Produsen dianggap akan selalu memilih tingkat output dimana keuntungan yang diperoleh adalah maksimum. Keuntungan adalah perbedaan antara hasil penjualan total yang diperoleh dengan biaya total yang dikeluarkan. Posisi tersebut dinyatakan sebagai posisi ekuilibrium, karena ada kecenderungan bagi produsen untuk mengubah output dan harga output. Bila produsen mengurangi atau menambah volume outputnya (penjualannya), maka keuntungan justru menurun. (Walter Nicholson, 1991: 251).
Upaya peningkatan produksi tidak akan menguntungkan bila penggunaan input produksi tidak sebanding dengan hasil yang diperoleh dan modal yang dikeluarkan oleh petani.
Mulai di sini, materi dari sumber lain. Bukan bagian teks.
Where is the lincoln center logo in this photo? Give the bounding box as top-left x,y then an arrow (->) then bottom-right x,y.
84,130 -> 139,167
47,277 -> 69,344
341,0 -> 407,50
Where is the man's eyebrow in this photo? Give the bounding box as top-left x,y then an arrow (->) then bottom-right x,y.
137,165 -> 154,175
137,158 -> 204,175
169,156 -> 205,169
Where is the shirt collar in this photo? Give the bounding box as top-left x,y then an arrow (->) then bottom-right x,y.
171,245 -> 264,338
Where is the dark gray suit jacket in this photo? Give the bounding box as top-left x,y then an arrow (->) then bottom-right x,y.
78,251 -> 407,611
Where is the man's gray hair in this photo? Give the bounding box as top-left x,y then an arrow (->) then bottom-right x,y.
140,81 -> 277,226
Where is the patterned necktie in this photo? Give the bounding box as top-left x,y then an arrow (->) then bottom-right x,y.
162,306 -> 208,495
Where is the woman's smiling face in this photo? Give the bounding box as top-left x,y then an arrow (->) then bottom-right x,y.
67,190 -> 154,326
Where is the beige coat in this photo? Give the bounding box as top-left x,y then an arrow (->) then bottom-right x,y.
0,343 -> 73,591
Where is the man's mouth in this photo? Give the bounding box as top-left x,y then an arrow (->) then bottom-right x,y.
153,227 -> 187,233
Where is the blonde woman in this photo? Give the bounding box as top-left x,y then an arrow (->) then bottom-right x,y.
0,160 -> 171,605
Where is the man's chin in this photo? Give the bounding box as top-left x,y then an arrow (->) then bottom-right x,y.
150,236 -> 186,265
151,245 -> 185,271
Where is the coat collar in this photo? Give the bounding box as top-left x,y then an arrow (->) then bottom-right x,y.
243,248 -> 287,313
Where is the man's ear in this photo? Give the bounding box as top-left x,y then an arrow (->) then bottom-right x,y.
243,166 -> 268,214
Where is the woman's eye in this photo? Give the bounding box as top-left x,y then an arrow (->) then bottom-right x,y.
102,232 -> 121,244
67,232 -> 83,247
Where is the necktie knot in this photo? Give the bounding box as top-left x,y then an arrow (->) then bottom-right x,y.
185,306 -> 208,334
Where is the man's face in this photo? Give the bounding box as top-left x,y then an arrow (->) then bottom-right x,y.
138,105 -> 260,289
Petani yang rasional tidak hanya berorientasi pada produksi yang tinggi, akan tetapi lebih menitikberatkan pada semakin tingginya pendapatan atau keuntungan yang diperoleh. Nicholson (1991) menyatakan bahwa petani sebagai produsen yang rasional akan memaksimumkan keuntungan atau akan menjalankan usaha tani secara efisien. Keuntungan maksimum diperoleh apabila produksi per satuan luas pengusahaan dapat optimal, artinya mencapai produksi yang maksimal dengan menggunakan input produksi secara tepat dan berimbang. Pemakaian input produksi juga berpengaruh terhadap pendapatan petani sehingga petani perlu mengetahui dan mengambil sikap untuk mengurangi atau menambah input produksi tersebut.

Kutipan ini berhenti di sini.